She was 14, the gifted child that everyone in school knew. Even the little kids.
Her dad was late. She had looked outside the gates for the cherry red van, or at least the black face with perpetual frown, but neither had shown up yet. She regretted the rush to get out of class, books dumped into the backpack in a hurry, being caught in the throng going down the stairways through the grounds and into the tarred waiting area that filled up with browned girls in brown skirts and beige shirts, hair in plaits that had begun the day all neat and oiled but were now all frizzy forming deceptive halos around the heads of mischievous school children. But her gut was burning up as though a fire had just been lit. Only she mistook the instinctual warning for hunger. Yet her body knew, and her feet were restless, neck craning over the sea of heads. No cherry red van yet. Slap! Straight across her left cheek. "What the hell are you doing?

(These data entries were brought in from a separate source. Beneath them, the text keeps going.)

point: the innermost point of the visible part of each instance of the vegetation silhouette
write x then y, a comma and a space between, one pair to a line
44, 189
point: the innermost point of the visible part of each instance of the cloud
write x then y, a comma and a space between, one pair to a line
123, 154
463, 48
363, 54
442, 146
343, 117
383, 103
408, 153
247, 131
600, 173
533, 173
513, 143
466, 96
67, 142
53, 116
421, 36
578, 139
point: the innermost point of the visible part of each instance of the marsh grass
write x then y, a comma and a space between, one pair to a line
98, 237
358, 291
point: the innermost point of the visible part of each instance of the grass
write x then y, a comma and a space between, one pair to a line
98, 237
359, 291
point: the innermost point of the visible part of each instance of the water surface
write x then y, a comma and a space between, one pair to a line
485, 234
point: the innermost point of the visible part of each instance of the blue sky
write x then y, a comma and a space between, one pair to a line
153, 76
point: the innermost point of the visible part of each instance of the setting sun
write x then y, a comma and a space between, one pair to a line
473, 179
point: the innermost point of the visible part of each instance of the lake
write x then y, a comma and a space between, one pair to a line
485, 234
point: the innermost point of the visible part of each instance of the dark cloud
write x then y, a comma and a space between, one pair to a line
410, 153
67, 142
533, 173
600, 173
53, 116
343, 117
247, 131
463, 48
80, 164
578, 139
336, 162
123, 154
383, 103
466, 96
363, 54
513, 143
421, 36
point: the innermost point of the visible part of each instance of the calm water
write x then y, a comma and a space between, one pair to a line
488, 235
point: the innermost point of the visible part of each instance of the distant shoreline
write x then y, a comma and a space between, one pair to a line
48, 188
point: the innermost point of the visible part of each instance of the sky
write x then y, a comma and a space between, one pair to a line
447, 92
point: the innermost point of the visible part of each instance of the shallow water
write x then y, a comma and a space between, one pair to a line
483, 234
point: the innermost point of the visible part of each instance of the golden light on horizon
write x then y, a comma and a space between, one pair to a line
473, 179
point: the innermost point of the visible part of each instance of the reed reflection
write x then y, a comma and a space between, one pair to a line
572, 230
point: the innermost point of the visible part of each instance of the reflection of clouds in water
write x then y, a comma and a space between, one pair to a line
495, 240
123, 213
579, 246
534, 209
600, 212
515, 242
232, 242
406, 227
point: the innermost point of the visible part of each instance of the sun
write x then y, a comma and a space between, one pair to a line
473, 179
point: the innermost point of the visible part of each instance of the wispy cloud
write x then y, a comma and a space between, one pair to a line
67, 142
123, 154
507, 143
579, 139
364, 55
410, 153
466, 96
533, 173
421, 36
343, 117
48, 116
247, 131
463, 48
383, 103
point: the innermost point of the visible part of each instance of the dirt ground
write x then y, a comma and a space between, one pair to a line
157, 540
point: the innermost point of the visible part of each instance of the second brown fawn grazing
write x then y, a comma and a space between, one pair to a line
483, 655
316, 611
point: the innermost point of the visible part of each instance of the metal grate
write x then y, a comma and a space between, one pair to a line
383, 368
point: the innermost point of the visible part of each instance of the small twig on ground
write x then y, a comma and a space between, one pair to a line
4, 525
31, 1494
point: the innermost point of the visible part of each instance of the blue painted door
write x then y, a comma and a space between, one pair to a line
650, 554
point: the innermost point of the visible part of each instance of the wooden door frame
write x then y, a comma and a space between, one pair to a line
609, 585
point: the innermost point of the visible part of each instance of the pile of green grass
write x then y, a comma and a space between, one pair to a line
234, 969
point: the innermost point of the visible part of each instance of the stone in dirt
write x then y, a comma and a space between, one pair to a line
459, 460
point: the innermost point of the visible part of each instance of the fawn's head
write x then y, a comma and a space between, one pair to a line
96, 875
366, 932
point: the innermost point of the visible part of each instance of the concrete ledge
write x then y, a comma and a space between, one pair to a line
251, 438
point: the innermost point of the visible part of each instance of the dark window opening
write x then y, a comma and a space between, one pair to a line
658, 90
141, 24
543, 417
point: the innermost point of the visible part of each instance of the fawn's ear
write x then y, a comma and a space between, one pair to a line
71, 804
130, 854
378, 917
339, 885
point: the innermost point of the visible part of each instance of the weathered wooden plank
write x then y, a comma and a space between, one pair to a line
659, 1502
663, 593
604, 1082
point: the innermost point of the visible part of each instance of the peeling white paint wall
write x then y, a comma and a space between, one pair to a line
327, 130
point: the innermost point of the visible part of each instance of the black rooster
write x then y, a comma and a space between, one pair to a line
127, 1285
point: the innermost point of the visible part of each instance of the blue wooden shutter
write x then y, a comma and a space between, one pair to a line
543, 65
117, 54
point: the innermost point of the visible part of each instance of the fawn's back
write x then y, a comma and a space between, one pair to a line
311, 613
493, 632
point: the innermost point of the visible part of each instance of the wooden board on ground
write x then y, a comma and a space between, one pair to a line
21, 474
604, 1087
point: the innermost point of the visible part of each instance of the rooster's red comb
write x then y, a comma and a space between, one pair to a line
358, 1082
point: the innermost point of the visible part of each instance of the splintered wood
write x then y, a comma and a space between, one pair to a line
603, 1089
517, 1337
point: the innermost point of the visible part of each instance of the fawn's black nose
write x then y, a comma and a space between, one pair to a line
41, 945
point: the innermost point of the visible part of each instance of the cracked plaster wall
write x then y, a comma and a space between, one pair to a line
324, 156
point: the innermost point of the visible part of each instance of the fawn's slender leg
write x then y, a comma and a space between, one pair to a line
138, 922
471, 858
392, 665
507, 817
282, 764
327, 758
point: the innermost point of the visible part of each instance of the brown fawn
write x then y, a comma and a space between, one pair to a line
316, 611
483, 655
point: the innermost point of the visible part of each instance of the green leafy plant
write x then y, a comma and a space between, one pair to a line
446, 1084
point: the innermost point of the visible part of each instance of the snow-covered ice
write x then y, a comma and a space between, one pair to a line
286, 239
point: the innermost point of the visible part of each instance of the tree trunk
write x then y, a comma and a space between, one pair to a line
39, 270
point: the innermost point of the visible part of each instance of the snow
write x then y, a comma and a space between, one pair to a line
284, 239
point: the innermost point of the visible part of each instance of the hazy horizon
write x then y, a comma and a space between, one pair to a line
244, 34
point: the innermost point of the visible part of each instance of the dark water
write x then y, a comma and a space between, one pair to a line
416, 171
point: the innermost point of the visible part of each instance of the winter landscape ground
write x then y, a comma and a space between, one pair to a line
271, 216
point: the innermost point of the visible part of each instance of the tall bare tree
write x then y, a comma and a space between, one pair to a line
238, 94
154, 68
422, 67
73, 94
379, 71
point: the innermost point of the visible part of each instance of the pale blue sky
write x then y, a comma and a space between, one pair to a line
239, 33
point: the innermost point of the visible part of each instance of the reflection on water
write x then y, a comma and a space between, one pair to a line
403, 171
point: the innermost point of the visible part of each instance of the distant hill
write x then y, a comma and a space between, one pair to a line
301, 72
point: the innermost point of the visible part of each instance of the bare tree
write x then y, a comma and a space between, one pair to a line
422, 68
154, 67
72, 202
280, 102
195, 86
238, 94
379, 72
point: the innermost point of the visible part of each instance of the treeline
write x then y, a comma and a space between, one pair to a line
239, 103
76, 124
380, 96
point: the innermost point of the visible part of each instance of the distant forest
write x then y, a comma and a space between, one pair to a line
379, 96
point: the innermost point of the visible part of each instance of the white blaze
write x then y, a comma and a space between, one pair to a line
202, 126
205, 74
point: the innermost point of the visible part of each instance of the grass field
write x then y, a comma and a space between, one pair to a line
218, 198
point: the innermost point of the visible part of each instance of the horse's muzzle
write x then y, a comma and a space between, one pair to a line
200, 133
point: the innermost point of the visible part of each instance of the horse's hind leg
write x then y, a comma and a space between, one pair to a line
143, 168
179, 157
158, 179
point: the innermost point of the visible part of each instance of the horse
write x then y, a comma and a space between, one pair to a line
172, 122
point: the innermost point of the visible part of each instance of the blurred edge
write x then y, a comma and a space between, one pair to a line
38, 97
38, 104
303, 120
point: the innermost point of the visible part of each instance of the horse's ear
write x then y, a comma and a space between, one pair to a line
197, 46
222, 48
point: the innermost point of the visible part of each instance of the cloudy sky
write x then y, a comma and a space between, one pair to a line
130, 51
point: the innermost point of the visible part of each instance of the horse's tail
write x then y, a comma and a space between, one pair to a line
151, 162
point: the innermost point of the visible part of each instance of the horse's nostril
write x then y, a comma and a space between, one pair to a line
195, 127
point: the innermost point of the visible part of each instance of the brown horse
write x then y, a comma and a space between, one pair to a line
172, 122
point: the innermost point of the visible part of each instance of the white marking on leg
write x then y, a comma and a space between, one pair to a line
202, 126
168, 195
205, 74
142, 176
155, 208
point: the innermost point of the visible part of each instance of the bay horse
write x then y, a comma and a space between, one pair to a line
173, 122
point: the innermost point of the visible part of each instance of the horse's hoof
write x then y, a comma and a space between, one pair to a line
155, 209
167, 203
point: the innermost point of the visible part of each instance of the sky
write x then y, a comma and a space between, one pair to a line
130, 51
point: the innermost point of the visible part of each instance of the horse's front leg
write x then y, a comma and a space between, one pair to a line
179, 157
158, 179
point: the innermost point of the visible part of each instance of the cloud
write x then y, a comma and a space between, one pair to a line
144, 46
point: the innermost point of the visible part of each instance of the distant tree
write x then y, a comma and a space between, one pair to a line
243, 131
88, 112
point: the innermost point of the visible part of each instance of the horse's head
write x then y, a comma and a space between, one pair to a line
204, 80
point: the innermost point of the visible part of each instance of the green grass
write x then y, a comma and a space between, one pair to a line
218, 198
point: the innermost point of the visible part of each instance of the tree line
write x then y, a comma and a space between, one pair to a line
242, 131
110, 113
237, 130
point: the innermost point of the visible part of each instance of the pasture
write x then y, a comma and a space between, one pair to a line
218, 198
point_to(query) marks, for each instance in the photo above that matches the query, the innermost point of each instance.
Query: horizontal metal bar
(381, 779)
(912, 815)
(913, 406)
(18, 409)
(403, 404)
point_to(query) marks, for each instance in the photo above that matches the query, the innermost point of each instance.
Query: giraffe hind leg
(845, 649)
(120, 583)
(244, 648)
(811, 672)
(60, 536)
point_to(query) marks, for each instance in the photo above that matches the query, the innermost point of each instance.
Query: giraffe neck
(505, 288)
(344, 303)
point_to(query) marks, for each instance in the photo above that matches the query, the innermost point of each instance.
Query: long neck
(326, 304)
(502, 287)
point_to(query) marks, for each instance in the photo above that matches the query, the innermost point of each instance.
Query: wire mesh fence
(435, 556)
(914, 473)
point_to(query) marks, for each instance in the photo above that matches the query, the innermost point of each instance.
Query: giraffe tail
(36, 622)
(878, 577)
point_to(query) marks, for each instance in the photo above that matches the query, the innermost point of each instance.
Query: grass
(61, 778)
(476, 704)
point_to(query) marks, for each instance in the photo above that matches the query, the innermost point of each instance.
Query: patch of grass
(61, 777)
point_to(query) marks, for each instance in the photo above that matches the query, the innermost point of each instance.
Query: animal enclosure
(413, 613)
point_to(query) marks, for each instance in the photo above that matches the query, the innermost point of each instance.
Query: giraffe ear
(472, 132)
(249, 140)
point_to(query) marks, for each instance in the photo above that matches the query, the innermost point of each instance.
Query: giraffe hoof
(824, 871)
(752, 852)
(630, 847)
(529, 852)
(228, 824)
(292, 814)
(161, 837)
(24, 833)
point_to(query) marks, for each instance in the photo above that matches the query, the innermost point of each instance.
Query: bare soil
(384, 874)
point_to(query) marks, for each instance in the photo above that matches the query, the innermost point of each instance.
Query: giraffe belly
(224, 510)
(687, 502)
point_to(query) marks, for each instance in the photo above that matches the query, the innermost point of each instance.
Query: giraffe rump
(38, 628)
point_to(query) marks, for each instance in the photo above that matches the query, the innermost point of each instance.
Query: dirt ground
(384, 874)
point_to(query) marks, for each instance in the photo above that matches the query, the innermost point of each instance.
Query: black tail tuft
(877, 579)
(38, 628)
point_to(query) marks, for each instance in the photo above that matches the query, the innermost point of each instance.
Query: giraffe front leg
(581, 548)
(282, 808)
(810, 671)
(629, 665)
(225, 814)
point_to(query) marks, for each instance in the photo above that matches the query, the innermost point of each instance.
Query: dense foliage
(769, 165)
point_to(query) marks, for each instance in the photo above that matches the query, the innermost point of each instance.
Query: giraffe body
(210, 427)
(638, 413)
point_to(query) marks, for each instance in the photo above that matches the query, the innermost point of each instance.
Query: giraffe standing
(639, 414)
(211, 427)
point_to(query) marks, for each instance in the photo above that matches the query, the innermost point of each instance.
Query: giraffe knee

I've been waiting for half an hour," his voice boomed. "I looked," she said softly, knowing that if she remained completely silent it would only further enrage him. "Shit! Why you can't you come out and look." Sweat was pouring down his face from anger and the heat. The cacophony of voices that usually engulfed the dock was now quiet. Then as suddenly as he had appeared he turned on his heel and walked out through the mustard gate. She followed, looking down, not meeting what she assumed were questioning glances. She hurried after him, trying not to touch her burning cheek, through the gate, onto the pavement, past the people waiting for a bus to the beginning of the yellow stripes. His face was like a total eclipse, all darkness and no light, spitting out loud about not having eaten all day like dangerous radiation.
Her head hung low in shame as she remained still. She wanted to run away, just run... And then as though afraid she would run away, he reached towards her, pulled at her arm and held her hand, tight. And crossed. The tears came then, hot and fast, blurring her vision and making her mind swim. She had no memory of her father having held her hand before, not even in the vice-like grip he had hers in now.